Ravi Sinha raised concerns about broader economic implications, arguing that rising billionaire wealth and asset concentration may not necessarily translate into healthy housing market fundamentals. He noted that India’s wealth distribution remains highly unequal, with the top 1 per cent controlling nearly 40 per cent of wealth, reinforcing concerns around structural imbalance. According to him, this places India among the most unequal major economies globally. “Billionaire growth is more of a narrative than an economic comfort indicator,” he said, warning that the perception of wealth expansion may mask deeper structural issues.
He further stressed that India’s growth model is increasingly capital-intensive rather than labour-intensive, meaning wealth is concentrating faster than employment-linked income growth. He also added more sharply that this trend may not only be weak for the economy, but also for the housing sector and broader tax base in the long term, as it deepens structural distortions. Despite concerns in metros, experts also highlighted growth in Tier-2 and Tier-3 cities. Sood pointed to rising luxury consumption and real estate interest in cities such as Surat, Kochi, Indore, and Guwahati.
She noted that nearly 50 per cent of online luxury retail demand is now coming from Tier-2 cities, suggesting that wealth distribution is gradually expanding beyond major metropolitan centres. This entire discussion has brought out one critical aspect, which is the increasing divergence between house prices and the income level within India's metropolitan cities. It can be argued that while demand for luxurious or prime houses continues to soar, the ability to acquire homes by most people appears challenging.
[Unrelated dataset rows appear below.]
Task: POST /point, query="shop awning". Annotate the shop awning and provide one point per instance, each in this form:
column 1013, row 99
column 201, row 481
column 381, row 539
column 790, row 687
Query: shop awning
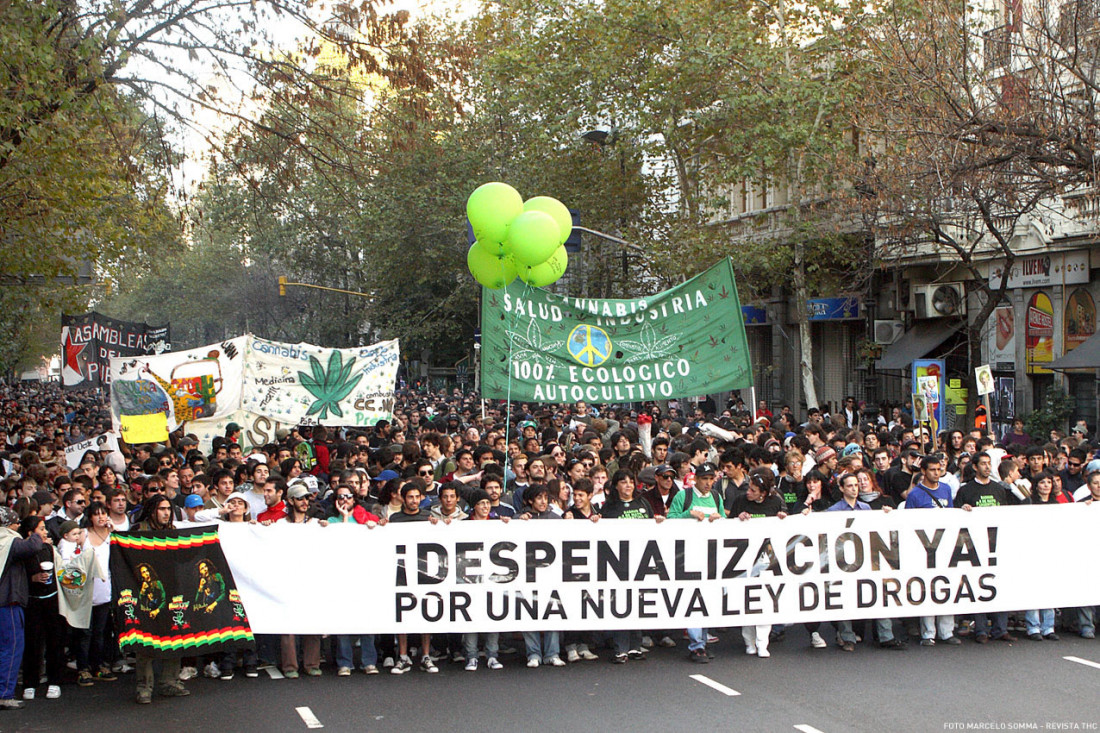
column 917, row 341
column 1086, row 356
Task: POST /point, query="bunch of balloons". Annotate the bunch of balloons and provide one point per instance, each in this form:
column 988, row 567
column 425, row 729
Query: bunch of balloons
column 516, row 238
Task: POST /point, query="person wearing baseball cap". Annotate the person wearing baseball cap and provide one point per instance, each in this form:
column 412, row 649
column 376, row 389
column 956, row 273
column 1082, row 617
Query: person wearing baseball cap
column 699, row 503
column 13, row 599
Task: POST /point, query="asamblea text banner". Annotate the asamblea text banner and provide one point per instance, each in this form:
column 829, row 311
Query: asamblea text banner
column 304, row 384
column 635, row 573
column 542, row 347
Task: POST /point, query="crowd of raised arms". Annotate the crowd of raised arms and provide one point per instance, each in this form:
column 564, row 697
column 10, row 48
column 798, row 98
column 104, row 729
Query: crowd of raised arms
column 449, row 458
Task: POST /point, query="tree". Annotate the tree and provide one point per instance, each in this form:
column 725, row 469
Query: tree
column 970, row 145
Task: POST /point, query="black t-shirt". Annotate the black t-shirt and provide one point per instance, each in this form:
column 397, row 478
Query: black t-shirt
column 770, row 506
column 636, row 509
column 981, row 494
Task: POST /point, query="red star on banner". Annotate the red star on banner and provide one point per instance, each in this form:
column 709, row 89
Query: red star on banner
column 72, row 351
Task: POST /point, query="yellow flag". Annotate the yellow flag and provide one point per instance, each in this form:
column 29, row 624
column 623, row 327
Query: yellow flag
column 144, row 428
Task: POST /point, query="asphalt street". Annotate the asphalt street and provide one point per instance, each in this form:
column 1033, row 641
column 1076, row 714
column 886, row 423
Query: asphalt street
column 1021, row 686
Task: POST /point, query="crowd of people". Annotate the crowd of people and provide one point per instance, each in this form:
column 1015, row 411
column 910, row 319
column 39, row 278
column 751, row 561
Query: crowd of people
column 448, row 458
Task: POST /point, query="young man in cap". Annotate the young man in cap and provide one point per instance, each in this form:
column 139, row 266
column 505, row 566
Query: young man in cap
column 702, row 504
column 13, row 599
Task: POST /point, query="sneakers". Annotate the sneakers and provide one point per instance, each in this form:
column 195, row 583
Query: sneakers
column 176, row 690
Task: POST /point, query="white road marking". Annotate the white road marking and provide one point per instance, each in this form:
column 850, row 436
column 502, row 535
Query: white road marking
column 703, row 679
column 1082, row 662
column 308, row 718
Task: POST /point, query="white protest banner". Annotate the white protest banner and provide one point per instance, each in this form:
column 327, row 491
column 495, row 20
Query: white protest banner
column 76, row 451
column 256, row 430
column 303, row 384
column 635, row 573
column 186, row 385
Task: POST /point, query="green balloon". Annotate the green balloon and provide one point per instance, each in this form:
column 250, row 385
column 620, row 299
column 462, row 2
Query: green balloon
column 547, row 273
column 487, row 269
column 491, row 208
column 554, row 208
column 532, row 237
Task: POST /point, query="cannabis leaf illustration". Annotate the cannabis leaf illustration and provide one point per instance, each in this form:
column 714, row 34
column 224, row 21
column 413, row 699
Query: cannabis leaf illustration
column 648, row 346
column 530, row 345
column 329, row 386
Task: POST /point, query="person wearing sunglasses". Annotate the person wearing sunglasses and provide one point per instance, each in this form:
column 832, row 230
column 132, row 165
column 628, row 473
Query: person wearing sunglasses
column 72, row 509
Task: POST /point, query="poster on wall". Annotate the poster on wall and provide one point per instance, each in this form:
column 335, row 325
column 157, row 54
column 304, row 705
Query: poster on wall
column 1040, row 335
column 1002, row 340
column 1003, row 403
column 1079, row 320
column 928, row 382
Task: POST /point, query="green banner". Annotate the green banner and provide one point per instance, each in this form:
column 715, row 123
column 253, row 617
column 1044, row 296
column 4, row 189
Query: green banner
column 685, row 341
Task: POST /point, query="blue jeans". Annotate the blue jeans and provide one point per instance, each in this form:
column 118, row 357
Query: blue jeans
column 542, row 645
column 991, row 624
column 1040, row 622
column 11, row 648
column 696, row 639
column 345, row 651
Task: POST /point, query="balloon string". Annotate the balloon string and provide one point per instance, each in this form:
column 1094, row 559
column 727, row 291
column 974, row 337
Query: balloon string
column 507, row 407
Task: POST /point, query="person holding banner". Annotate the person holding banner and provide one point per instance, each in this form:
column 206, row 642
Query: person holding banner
column 760, row 499
column 930, row 492
column 702, row 504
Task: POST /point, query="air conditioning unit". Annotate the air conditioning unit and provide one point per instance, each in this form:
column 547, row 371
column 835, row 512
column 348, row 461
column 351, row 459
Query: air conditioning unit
column 888, row 331
column 938, row 301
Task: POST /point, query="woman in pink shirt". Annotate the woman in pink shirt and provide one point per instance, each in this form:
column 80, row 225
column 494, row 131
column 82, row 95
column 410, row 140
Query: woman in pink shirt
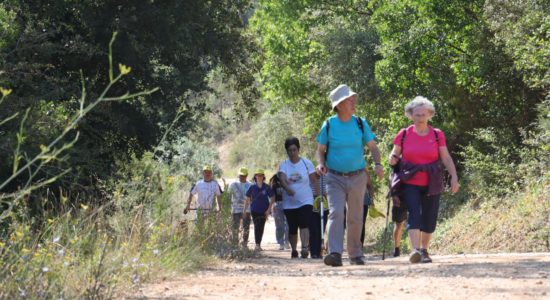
column 419, row 149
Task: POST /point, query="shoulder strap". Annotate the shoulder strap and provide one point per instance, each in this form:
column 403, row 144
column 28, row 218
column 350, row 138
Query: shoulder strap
column 219, row 186
column 360, row 123
column 307, row 169
column 327, row 122
column 436, row 137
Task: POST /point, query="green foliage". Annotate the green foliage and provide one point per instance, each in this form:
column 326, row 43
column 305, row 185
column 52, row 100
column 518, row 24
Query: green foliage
column 263, row 145
column 172, row 45
column 490, row 169
column 8, row 27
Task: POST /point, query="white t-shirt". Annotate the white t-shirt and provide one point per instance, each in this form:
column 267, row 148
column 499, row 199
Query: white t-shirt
column 238, row 195
column 206, row 191
column 297, row 178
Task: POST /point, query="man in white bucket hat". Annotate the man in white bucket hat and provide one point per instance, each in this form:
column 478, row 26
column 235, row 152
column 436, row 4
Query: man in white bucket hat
column 340, row 153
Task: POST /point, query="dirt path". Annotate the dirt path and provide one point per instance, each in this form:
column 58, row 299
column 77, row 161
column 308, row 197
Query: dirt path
column 275, row 276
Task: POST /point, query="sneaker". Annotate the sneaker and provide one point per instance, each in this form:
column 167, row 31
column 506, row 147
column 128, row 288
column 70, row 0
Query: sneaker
column 396, row 252
column 415, row 257
column 425, row 257
column 334, row 259
column 356, row 261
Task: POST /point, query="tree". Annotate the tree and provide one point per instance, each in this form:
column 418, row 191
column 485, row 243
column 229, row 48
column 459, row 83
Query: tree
column 169, row 44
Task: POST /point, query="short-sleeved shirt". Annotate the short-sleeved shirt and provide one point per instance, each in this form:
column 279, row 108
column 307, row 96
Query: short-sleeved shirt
column 297, row 178
column 259, row 197
column 420, row 150
column 346, row 143
column 238, row 190
column 206, row 192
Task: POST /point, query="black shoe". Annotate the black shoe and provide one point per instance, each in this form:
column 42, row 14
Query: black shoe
column 334, row 259
column 356, row 261
column 425, row 257
column 415, row 256
column 396, row 252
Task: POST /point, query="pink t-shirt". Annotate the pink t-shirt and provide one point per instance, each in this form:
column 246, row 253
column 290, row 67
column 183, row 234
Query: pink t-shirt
column 420, row 150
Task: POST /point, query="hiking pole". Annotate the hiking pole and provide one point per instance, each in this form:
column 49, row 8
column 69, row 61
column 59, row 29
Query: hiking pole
column 321, row 210
column 385, row 240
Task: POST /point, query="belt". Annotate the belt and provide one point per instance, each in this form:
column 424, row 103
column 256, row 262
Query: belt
column 346, row 174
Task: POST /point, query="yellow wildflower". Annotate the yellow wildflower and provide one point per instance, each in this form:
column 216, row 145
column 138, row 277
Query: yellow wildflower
column 124, row 69
column 5, row 92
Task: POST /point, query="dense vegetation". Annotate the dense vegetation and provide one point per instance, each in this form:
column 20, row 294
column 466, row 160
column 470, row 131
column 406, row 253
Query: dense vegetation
column 101, row 133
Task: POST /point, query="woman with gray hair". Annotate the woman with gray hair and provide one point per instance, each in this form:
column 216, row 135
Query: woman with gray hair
column 419, row 150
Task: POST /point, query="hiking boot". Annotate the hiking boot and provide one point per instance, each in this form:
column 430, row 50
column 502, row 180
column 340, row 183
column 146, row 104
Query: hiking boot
column 356, row 261
column 396, row 252
column 425, row 257
column 415, row 257
column 334, row 259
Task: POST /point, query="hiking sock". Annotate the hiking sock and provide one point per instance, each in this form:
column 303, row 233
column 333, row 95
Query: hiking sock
column 396, row 252
column 304, row 239
column 293, row 239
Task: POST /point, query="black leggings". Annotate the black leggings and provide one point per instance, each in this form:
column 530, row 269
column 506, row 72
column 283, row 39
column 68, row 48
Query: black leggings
column 298, row 218
column 259, row 225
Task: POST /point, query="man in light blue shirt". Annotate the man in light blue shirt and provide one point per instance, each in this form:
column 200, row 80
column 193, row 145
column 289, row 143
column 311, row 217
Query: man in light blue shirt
column 238, row 191
column 340, row 153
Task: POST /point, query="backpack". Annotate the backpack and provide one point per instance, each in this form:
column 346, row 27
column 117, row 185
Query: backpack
column 277, row 188
column 359, row 123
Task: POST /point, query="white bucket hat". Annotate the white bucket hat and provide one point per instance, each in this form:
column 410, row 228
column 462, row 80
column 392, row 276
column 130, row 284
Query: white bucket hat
column 339, row 94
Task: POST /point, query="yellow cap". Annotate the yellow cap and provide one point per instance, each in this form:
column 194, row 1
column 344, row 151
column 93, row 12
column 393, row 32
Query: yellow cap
column 375, row 213
column 243, row 172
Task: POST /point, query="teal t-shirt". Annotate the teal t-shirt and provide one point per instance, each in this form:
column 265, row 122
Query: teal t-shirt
column 345, row 143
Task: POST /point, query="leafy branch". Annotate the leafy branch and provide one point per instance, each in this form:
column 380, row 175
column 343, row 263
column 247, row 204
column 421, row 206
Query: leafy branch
column 56, row 147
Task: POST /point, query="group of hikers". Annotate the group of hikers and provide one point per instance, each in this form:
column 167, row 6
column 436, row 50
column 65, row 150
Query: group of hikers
column 298, row 192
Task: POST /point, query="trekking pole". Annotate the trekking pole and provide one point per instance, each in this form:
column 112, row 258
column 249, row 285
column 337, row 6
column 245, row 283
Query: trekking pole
column 385, row 240
column 321, row 210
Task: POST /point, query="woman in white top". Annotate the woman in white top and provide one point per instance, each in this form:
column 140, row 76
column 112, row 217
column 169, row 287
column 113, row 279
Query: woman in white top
column 295, row 174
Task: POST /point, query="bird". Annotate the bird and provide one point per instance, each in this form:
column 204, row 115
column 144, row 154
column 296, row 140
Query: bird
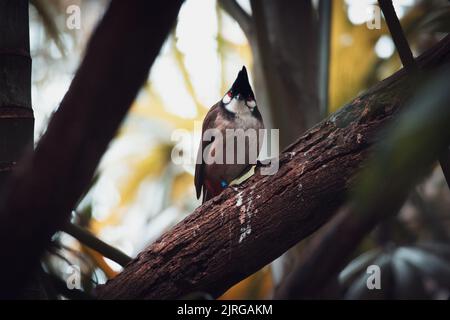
column 236, row 110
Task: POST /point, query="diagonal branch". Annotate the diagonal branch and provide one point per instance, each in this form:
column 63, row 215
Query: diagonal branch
column 382, row 189
column 243, row 229
column 45, row 189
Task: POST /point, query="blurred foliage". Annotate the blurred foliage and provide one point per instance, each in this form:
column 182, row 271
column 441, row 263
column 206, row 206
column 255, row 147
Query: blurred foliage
column 413, row 272
column 354, row 67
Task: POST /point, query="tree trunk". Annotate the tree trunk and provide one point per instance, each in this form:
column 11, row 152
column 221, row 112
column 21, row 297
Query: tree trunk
column 47, row 185
column 16, row 114
column 245, row 228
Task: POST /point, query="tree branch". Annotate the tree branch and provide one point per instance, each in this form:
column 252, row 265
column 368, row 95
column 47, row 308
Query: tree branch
column 237, row 13
column 243, row 229
column 398, row 36
column 383, row 187
column 46, row 187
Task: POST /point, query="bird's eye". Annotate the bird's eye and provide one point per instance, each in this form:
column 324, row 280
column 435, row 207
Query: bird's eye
column 250, row 103
column 227, row 98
Furthermore, according to the experts in this discussion, even during the post-pandemic period, homes in lower price segments have not been purchased because of an inconsistency in supply and the ability of the buyer to purchase the house. People need to take longer time periods to achieve home ownership in major urban centres because home prices are increasing at faster rates than income levels, and higher affordability limits have become the new standard.